Concept: Principal Component Analysis (PCA)

Let’s summarize what we just learned in the concept video. Then, we’ll continue with the hands-on lesson where you can apply your knowledge.


Recall that PCA is useful for representing and visualizing data in a reduced dimensional space of uncorrelated variables that maximize the existing variations in the data. For data represented in PCA dimensions, the largest variation occurs in the direction of the first principal component, followed by the second principal component, and so on.


These attributes of PCA also make it useful for data pre-processing (or feature processing) prior to model building, because reducing the features in a dataset can improve the training performance.

Principal Component Analysis Card

The PCA card displays a plot of eigenvalues and their corresponding principal components.

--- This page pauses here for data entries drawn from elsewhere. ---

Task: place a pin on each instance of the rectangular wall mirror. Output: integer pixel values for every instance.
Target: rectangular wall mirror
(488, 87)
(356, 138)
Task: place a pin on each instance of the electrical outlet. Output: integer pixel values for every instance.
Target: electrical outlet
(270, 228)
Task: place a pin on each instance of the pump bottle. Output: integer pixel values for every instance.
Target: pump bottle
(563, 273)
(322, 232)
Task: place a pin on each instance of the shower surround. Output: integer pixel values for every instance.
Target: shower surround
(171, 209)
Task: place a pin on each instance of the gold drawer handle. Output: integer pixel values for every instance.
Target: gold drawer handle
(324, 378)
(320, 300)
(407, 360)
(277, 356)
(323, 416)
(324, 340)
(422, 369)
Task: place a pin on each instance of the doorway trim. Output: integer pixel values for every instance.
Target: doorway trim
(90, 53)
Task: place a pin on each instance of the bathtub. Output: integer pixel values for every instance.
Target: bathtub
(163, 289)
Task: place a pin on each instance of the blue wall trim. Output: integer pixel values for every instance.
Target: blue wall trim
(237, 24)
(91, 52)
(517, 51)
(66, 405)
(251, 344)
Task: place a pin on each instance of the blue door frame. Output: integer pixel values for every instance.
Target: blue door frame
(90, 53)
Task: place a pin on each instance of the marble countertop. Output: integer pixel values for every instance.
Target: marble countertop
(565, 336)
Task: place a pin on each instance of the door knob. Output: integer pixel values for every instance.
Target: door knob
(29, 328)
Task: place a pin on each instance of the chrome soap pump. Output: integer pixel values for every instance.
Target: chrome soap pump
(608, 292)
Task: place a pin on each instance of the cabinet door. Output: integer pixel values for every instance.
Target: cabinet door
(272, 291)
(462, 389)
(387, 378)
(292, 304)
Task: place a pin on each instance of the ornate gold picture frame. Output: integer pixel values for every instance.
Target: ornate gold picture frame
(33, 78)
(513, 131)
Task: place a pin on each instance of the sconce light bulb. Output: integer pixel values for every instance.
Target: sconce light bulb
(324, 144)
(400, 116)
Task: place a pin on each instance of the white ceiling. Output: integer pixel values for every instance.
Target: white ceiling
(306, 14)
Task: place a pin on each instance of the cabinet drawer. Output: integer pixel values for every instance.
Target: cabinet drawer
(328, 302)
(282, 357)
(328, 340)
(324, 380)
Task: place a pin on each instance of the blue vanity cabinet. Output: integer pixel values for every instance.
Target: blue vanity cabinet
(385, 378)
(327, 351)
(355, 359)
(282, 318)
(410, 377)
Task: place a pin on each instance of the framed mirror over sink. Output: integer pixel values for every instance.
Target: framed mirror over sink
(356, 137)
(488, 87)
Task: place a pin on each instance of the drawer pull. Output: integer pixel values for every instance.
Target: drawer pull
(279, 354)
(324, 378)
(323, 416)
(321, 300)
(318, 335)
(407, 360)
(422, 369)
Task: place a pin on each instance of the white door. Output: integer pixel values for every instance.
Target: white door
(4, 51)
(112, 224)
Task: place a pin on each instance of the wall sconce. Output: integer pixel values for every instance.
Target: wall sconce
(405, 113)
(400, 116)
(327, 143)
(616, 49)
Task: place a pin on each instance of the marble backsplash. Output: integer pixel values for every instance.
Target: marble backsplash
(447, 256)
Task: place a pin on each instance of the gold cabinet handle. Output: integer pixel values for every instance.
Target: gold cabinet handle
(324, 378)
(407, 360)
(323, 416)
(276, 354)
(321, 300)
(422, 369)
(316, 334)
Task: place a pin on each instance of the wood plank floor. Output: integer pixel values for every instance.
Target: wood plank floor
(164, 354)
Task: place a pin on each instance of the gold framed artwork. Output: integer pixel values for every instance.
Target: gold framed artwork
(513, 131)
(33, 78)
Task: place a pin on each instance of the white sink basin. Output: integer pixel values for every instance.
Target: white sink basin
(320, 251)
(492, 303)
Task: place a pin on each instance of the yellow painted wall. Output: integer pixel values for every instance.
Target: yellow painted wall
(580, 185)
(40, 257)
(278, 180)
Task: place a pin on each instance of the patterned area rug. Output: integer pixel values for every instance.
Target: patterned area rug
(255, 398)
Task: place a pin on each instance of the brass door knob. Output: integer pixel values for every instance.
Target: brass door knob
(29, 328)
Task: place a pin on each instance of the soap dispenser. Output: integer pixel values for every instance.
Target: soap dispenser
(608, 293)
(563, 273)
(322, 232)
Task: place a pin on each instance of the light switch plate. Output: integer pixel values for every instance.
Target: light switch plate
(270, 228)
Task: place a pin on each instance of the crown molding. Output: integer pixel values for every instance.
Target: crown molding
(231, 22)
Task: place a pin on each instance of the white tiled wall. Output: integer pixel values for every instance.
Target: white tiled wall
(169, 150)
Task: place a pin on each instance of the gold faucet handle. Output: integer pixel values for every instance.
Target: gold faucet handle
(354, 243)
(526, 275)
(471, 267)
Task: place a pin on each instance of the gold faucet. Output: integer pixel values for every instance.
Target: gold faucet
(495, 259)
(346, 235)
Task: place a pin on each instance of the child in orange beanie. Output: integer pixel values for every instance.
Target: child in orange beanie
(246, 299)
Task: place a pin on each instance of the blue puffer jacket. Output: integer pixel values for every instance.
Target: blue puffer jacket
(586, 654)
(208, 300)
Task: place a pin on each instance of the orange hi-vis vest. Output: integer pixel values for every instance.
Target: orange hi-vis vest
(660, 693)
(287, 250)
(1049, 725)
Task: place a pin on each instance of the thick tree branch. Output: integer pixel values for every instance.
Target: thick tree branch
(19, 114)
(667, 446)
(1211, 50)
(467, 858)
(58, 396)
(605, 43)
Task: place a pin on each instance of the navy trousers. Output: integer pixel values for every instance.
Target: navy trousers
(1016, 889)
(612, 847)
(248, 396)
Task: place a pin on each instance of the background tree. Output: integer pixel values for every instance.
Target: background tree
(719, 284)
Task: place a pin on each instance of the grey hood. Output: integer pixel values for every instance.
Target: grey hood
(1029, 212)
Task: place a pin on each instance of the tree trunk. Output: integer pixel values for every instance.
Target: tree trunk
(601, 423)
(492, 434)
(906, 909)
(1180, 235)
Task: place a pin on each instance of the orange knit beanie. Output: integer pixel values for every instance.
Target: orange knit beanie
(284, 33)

The curved line across the plot shows how the cumulative explained variance of the data increases with the number of principal components. Keeping all the principal components retains 100% of the variance in the data.

For dimensionality reduction applications, we set a cut-off value, such as 90%, for the explained variance, so that the minimum principal components required to attain this cutoff are then used to represent the data.


Next, the 2-dimensional scatter plot represents the data set in the dimensional space of the first two principal components. Notice that the variation is largest in the direction of the first principal component.


Lastly, the heatmap shows the principal component loading vectors, used in the linear transformation of the data from its original dimension to the reduced PCA dimension.